Nous aimerions découvrir la ville, les sites culturels bien entendu mais également un aspect plus actuel et authentique de la ville : as tu des quartiers a nous conseiller a tout pris? les souk? est ce qu'il y a des trucs sympas a faire en dehors de la ville? louer une voioture pour aller voir des petits villages sympas? des sites baturels intéressants?
As tu des petits restos/ bars a nous conseiller dans la ville?
Nous avons décidé de partir la bas car nous voulons allier repos et farniente (on a un hotel avec piscine!! 😎 ) mais aussi découverte de la vie égyptienne... hors de question pour nous du coup de partir en mer rouge ou en croisière!! et Le caire nous semblait trop grand et urbain pour nous...
Merci pour tes conseils!! je cherchais quelqu'un comme toi pour répondre a toutes ces questions!! 😇
bonjour
a louxor, j ai dormi du cote de la gare des trains, dans un quartier populaire.
il existe a louxor des rues pietonnes propres avec des boutiques de souvenirs.....mais il existe aussi un marche pas tres loin, j y suis tombe par hasard alors je ne peux pas te dire où il se trouve, il faut juste suivre les locaux qui ont des legumes a la main, dans ce marche je n y ai croise que peu d occidentaux.
juste au nord de la ville a 20 min peut etre a pieds tu a karnak, un temple a mes yeus incontournable.
sinon j avais loué un velo pour me rendre sur l autre rive dans la valleede rois et celle des reines.Tu peux mettre le velo dans un bateau et traverser sinon il y a un pont au sud (partir a la journee) c est plat et là tu peux t arreter le long de la route dans les hameaux et villages.il y a de l eau a dispo dans des jarres sous les arbres.
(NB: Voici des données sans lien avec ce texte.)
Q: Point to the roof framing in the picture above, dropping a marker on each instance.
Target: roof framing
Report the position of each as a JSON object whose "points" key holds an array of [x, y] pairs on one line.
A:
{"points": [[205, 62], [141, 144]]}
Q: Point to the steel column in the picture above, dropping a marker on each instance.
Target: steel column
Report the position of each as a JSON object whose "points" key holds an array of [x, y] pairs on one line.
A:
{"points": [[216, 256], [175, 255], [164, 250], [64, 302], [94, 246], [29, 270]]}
cote resto et bars, il y a ceux "reservés" aux touristes, pour ma part je frequentais plus les etablissements locaux et las bars a chicha locaux aussi.de toute facon louxor est une petite ville mais pour passer 4 ou 5 jours c est facile de ne pas s ennuyer.
Merci Foineleti pour cette description très pratique.
J'envisage de partir 3 semaines ou 1 mois seule avec sac au dos, j'ai 25 ans, je suis habituée à barouder mais pas dans les pays où il semble y avoir une forte sollicitation de la part de la gente masculine.
Aurais-tu des conseils pour faciliter mon voyage (à part toutes le recommandations de bon sens valables partout) ?
De plus, comment voyagez-vous, travellers chèques, CB etc... ?
Merci d'avance à toutes les personnes qui me répondront.
Bénédicte.
1 an en Australie : http//dokoz.blogspirit.com
2 ans et demi en Egypte.
J'ai passé début Février 6 jours magnifique à Louxor. J'ai voyagé seule, avec mon sac à dos et un "vol sec".
J'ai dormi deux nuits sur la rive Est, celle de la "ville moderne" et 4 nuits sur la rive Ouest, plus calme, celle "des vallées" ... J'ai fait presque toutes les visites à pied.
Grâce au "baladi" (ferry utilisé par les égyptiens) j'ai fait beaucoup d'allers/retours entre les deux rives.
Habituée aux voyages, ce séjour est l'un des plus dépaysants et magiques que j'ai pu vivre !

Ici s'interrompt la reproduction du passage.